Siobhán O'Grady and Anastacia Galouchka
The Russian missing child poster went up in Crimea soon after Rostyslav Lavrov escaped last month.
“HELP FIND,” it read. “17 years old, born 2006 … Height 160 cm, thin build, dark hair, blue eyes.”
“Anyone who knows anything about the whereabouts of the teenager is asked to report this.”
The attached photo — which Lavrov said was taken several months ago when Russian authorities holding him against his will tried to issue him a Russian ID card — showed the Ukrainian teen sullen in a white shirt and tie.

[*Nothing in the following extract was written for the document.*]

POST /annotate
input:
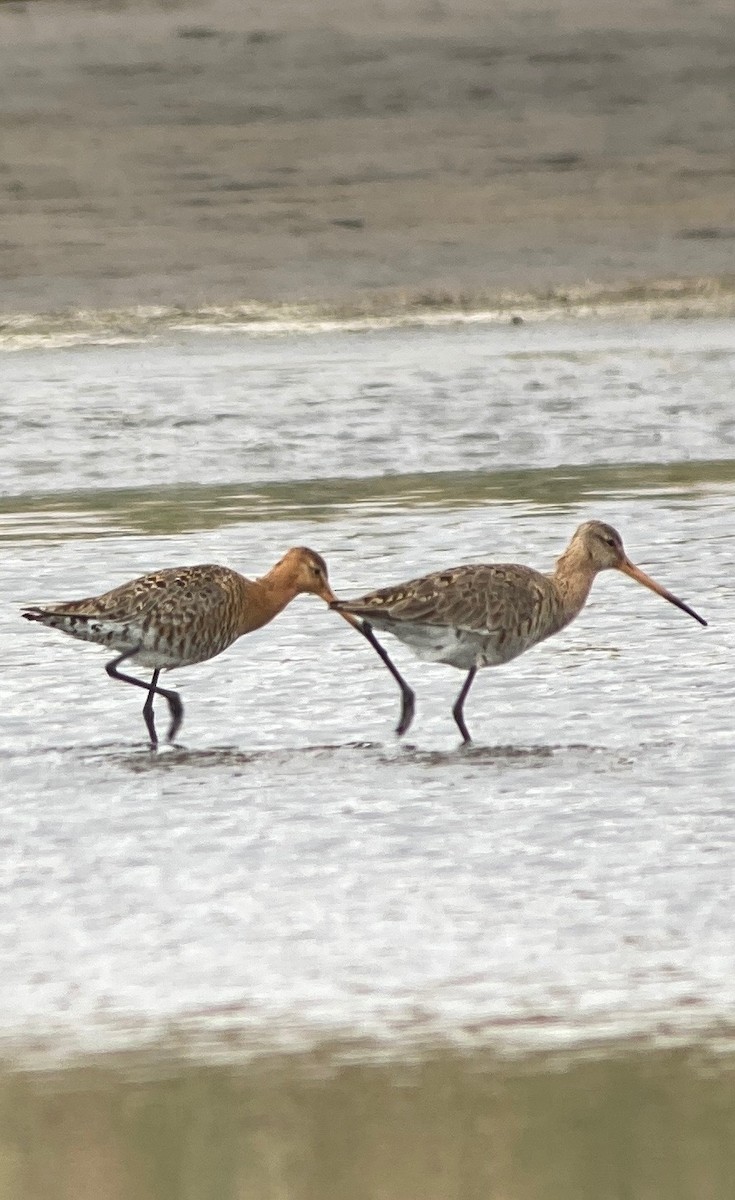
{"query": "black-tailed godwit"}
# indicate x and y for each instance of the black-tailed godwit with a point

He is one of three Ukrainian teenagers who fled Russia or Russian-occupied Crimea this summer and shared their experiences with The Washington Post in lengthy interviews in Kyiv and Kherson. They each described systematic efforts by Russian officials to keep them in Russian-controlled territory.

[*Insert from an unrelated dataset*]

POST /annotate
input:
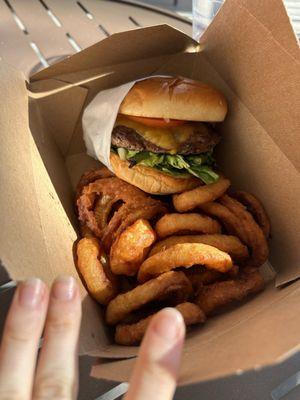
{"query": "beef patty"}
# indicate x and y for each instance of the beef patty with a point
(203, 139)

Ukraine says there are thousands of Ukrainian children like Lavrov who were forced to move to Russia or Russian-occupied territory, including Crimea, since Russia’s February 2022 invasion. What makes Lavrov exceptional is that he got out, carrying with him memories of his experience that could one day be used in court to prove Russia committed war crimes by relocating children.
On March 17, the International Criminal Court issued arrest warrants for Russian President Vladimir Putin and his commissioner for children’s rights, Maria Lvova-Belova, which accused them of war crimes for unlawfully deporting and transferring Ukrainian children. Lvova-Belova herself adopted a Ukrainian teen from the occupied city of Mariupol. The Kremlin has denounced the warrants and said they have no legal validity in Russia.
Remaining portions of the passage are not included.